Still find written guidance in NSAMs, State Policy Guidelines, and new series of national policy papers. The collection of papers is not so neat as the old book of NSC papers, and the bureaucracy—especially in the Pentagon—often complains. The new NPP’s are designed to fill this gap (responsible officer idea).
3.
However, equally important concept is that you don’t find policy on paper. It’s a “mix of people and ideas.” From the President’s point of view, this requires continual prodding and needling from the White House. The problem recognized in 1947 is still with us—someone must wrap up the many loose ends in the complex foreign policy field. Some people feel SecState should do this, but it doesn’t always work out that way. I’m sure you see my peculiar approach in this statement. I’m deeply conscious that the President is a man elected to take the country along a certain course. When he takes office, the bureaucracy may not always agree with him.
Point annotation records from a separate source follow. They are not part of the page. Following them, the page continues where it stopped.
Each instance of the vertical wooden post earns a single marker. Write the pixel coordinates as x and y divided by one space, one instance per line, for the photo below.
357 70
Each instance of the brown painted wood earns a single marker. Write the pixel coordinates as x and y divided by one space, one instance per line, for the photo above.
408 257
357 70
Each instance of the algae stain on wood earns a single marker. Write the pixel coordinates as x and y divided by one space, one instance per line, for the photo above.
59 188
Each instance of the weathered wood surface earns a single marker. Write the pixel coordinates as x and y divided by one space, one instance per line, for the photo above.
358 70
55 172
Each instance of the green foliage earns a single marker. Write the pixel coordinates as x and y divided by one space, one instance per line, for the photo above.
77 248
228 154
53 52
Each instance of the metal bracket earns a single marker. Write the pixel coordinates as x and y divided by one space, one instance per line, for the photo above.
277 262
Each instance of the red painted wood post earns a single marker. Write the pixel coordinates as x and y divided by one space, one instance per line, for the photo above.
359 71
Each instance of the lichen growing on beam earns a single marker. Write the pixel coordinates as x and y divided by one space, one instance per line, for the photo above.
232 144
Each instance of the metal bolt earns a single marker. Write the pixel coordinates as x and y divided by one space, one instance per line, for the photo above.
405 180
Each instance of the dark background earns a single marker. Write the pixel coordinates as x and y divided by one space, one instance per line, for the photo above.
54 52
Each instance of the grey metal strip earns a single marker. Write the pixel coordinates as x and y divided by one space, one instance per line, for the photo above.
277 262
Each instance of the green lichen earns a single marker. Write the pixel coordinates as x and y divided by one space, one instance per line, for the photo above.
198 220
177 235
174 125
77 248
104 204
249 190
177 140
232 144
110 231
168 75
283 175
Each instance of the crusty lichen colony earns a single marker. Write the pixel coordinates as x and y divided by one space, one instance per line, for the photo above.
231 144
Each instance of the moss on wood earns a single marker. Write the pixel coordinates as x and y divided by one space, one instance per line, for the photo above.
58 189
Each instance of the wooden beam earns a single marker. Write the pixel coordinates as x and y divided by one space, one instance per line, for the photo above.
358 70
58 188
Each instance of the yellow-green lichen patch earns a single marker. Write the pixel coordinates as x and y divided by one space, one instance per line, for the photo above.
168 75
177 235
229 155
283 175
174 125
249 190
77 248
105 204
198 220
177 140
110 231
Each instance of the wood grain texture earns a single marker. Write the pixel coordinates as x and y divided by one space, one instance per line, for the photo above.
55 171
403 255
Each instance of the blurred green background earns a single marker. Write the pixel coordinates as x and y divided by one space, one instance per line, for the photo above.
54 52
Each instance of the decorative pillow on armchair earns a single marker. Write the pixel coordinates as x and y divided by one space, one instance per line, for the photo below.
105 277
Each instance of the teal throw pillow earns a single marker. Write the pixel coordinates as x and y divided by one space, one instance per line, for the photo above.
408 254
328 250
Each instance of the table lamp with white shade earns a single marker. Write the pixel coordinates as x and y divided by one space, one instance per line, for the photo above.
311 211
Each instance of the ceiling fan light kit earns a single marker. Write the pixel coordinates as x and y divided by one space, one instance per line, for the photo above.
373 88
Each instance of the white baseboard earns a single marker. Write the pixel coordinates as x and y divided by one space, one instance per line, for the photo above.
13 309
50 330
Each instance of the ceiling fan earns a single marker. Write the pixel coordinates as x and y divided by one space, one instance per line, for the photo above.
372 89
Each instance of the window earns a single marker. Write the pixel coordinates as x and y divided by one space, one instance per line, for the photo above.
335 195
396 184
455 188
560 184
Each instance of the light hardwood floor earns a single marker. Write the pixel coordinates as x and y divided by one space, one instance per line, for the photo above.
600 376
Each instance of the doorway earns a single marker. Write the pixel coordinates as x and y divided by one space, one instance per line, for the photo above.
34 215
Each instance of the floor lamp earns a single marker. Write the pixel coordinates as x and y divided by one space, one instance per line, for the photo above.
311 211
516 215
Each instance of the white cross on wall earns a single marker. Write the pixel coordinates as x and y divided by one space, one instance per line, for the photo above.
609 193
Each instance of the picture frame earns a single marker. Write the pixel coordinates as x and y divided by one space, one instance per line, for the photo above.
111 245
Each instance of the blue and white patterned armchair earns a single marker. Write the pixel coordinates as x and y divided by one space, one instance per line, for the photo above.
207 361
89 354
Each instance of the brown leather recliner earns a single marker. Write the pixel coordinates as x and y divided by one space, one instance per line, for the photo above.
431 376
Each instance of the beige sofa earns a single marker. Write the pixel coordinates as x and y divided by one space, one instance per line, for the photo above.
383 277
His job is to move it, or at least to apply enough pressure so that a good balance between new directions and old realities evolves. The organization for national security is no less than the machinery each president modifies or builds to help him do his job. So you really find policy in the views and wishes of the President and those who effectively implement or block them.
V.
Where does CIA fit into this structure?
A.
Set up by the National Security Act to provide intelligence basis for realistic policy—both collection and analysis. What does this mean?
1.
There must be a place in government where the policy-maker’s tough questions can be answered. So the intelligence community’s job is to collect the data on which answers can be based and then to apply those data to those questions. Much of the intelligence function is simply to report what is going on, and that’s important. But the real job is to add enough analysis to the reporting to make it relevant. (I may be talking out of school to say this, but some of the community’s product is irrelevant today.)
a.
In this connection, it can provide a detached source of information—a sort of touchstone against which to measure policy. All other sources of info—foreign service, attachés—also have policy axes to grind. CIA—at least the intelligence-producing side of it as contrasted to the spook side—the ivory tower of government.
2.
There must also be an organ of government that can compete with our adversaries on their own ground. The Communists have a unique instrument in the Communist parties. Our intelligence operations provide our only organizational counter.
B.
What is the Agency’s chief product?
1.
It has its formal channels of communication—regular publications (some especially for WH), briefings, etc.
2.
I think its more important product is the people it sends into policy-making councils. In a sense, the Agency’s chief product is its director or whoever represents the intelligence viewpoint in meetings where policy consensus emerges.
  1. Source: Johnson Library, National Security File, Saunders Files, NSC, SIG, IRG. No classification marking. In a March 15 covering note Saunders indicated that the paper consisted of his notes for a presentation to Career Trainees at CIA.